Much of the opinion focuses on the Tax Court's insertion of a substantiation issue not raised by the IRS in its notice of deficiency, but ultimately the Court affirmed the Tax Court on the basis that the taxpayers had not introduced any evidence to show that the IRS erred in determining they were in the medical marijuana business. As such, the opinion does not address the scope of the section 280E bar, but it does reaffirm two important points. First, it held that the taxpayer, not the IRS, bears the burden on section 280E. Also, it rejects an argument many cannabis companies appear to be making in 280E cases — that requiring them to prove that 280E does not apply violates the Fifth Amendment privilege against self-incrimination. Most cases in the 280E space involve corporations, which have otherwise have no fifth amendment rights. Here, the taxpayers were faced with the Hobsonian choice of either providing evidence that they are not engaged in the trafficking of a controlled substance or forgoing the tax deductions available by the grace of Congress. This did not sway the court and it refused to see that placing the taxpayer in such a position constituted a violation of their fifth amendment privileges.

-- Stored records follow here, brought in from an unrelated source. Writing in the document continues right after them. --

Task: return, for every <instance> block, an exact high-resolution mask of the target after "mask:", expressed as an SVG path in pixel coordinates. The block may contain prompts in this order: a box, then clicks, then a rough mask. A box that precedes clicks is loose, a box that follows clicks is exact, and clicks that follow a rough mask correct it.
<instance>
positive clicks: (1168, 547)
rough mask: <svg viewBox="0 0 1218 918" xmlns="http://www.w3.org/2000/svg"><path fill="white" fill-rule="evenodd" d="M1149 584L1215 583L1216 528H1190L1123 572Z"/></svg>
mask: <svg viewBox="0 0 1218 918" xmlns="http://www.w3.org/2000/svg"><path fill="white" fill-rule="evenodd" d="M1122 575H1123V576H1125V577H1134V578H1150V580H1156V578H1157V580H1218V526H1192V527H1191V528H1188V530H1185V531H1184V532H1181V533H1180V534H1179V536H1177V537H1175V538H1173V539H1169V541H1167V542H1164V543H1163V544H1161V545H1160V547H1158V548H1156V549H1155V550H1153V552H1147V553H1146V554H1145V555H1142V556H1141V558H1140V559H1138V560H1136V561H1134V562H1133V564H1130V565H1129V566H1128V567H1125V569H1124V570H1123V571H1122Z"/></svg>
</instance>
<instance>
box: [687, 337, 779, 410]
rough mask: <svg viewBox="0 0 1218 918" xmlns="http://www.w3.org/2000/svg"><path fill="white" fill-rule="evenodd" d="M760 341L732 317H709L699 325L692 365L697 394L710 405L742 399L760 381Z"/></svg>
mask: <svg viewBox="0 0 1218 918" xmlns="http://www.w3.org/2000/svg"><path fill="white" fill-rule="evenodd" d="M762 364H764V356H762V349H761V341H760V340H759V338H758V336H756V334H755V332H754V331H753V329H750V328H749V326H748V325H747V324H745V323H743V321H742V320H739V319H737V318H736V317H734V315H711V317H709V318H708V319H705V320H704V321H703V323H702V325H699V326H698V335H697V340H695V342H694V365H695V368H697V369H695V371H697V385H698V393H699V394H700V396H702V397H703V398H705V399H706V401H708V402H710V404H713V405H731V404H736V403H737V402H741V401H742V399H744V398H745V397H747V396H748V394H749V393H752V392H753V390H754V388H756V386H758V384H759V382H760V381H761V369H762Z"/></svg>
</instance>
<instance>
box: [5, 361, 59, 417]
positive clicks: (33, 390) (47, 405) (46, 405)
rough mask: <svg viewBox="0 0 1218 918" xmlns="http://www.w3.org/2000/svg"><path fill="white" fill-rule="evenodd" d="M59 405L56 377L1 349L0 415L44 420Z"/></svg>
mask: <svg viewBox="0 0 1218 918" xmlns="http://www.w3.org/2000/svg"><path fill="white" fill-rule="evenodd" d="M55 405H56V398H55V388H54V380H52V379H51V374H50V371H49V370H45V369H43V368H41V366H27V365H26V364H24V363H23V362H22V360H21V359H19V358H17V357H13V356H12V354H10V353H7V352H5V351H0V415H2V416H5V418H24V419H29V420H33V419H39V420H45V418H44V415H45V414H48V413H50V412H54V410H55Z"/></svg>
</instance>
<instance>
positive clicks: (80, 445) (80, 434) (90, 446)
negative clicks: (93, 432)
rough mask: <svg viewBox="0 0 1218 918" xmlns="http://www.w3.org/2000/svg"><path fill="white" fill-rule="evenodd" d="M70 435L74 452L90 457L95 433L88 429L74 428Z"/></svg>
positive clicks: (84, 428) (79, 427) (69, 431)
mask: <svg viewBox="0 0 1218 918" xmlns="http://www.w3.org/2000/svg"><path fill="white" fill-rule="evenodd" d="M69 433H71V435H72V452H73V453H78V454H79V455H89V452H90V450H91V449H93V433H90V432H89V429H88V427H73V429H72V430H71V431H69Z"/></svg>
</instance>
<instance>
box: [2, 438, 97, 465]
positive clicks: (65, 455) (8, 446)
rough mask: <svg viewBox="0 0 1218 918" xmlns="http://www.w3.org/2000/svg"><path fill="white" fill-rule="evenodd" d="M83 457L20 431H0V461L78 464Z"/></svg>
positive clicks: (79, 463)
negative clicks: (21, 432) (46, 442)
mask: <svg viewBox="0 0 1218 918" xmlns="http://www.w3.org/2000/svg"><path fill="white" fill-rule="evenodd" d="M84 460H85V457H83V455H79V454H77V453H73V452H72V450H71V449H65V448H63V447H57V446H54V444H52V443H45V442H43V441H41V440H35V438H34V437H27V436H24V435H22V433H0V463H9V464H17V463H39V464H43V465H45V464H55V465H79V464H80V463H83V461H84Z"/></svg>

High Desert Relief, Inc. v. United States:

In High Desert Relief, the Tenth Circuit affirmed district courts' denials of the taxpayer's motions to quash summons issued to third-party banks. High Desert Relief ("HDR") is a cannabis company that had refused to comply with IRS's Information Document Requests ("IDRs") unless the IRS assured HDR that it would not use that information in a subsequent criminal investigation. The IRS refused and it issued summons to third-party banks. In several district courts, HDR sought to quash the summons, which the courts rejected.

On appeal, HDR put forth two arguments: First, it argued that the district court erred when it determines that the IRS satisfied its burden under the Powell factors and that the IRS's investigation did not proceed in good faith. Second, it argued that the district courts erred in not applying a "dead letter rule" to the IRS's motion to enforce. Each will be described in more detail below.

As to the first, under United States v. Powell, 379 U.S. 48, 57 (1964), the IRS demonstrates it issued a summons in good faith when it meets four factors: (1) the investigation will be conducted pursuant to a legitimate purpose"; (2) "the inquiry may be relevant to the purpose"; (3) "the information sought is not already within the Commissioner's possession"; and (4) "the administrative steps required by the [Internal Revenue] Code have been followed. Once the IRS satisfies this "slight" burden, the taxpayer must demonstrate that enforcement would constitute an abuse of the court's process.

The IRS must also demonstrate that it has not referred the matter to the Department of Justice for criminal prosecution. Here, the IRS satisfied this burden by putting forth an affidavit from an IRS agent that stated no referral had been made. It did not matter that the IRS indicated that it was investigating whether section 280E applied. As to the second factor, HDR argued that the investigation did not have a legitimate purpose because it is essentially a disguised criminal investigation. In examining 280E, the IRS would be determining that HDR would be engaging in criminal activity, which is outside of the bounds of its statutory authority. The Court rejected this argument for lack of evidence. The Court continued to find that the remaining factors were satisfied.

As to the second, HDR argued that the IRS cannot deny it deductions pursuant to 280E because "the underlying public policy that § 280E purports to vindicate as to marijuana trafficking–that is, the policy regarding marijuana trafficking embodied in the [Controlled Substances Act]–is a 'dead letter.'" There is a limited exception to the general deductibility of ordinary and necessary business expenses if it would be otherwise against public policy, which HDR characterizes as the very purpose that 280E serves. The Court easily rejected this argument because this exception only applies when Congress has not directly spoken on an issue. Since Congress specifically denied the deductions in 280E, this argument has no applicability here.